C’est l’attitude indiquée dans la Loi, ces Dix Paroles ou commandements.
Au juif qui le taxerait de dogmatisme, le chrétien opposerait volontiers le grief de légalisme, s’appuyant sur l’attitude du jeune homme riche qui a tout accompli, mais qui ne suit pas le Christ jusqu’en son attitude fondamentale : « Viens, suis-moi. »
Il reprendra même certains rites juifs, certains objets, en leur ôtant d’ailleurs leur signification symbolique comme les « tefillin » ces petites boîtes quadrangulaires en cuir contenant quatre passages bibliques que l’on doit attacher d’une certaines manière.
Les lectures d’aujourd’hui nous permettront peut-être de lever cet apparent dilemme.
« IL EST L’UNIQUE »
Le « Dieu des pères », le « Seigneur » est l’Unique. Voilà la pierre e touche de la foi d’Israël. Dieu n’est pas un principe abstrait : il a parlé à nos pères : Abraham, Isaac, Jacob. Il est un être personnel, s’adressant à des personnes, et non un seigneur de la nature, comme Baal.

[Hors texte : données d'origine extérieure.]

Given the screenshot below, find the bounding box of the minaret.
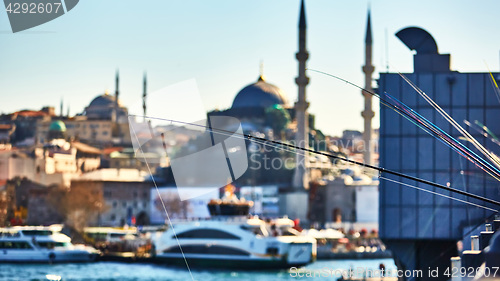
[114,69,121,137]
[142,72,148,122]
[361,10,375,164]
[293,0,309,190]
[59,98,64,118]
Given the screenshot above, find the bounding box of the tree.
[154,192,191,219]
[265,104,290,136]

Contrairement à tout ce que disait l’environnement religieux d’Israël aux multiples divinités, Dieu est l’Unique et les quatre premiers commandements du Décalogue ont pour but de protéger son originalité transcendante. Il se révèle identique au long de toute l’histoire. Il s’intéresse à notre histoire, puisqu’il est le Dieu de nos pères. Il n’est pas autre selon une période ou une autre. C’est le même, l’Unique.
Le chrétien fait sienne cette proclamation : « Je crois en un seul Dieu. » Malgré l’appel qui nous vient de notre temps, où tant de « dieux » nous attirent au travers des choses et des personnes.
L’AMOUR, LA CRAINTE ET LA FOI
Le lecteur moderne aurait tendance à ne garder du Deutéronome que l’invitation : « Tu aimeras », oubliant que le texte dit d’abord : « Tu craindras ». Certes ce dernier mot est ambigu et évoque ce que le religieux, s’il n’est pas inspiré, peut produire de plus pervers. Notre temps ne manque pas de monstrueuses aliénations religieuses, nazisme, communisme, matérialisme, sectarismes…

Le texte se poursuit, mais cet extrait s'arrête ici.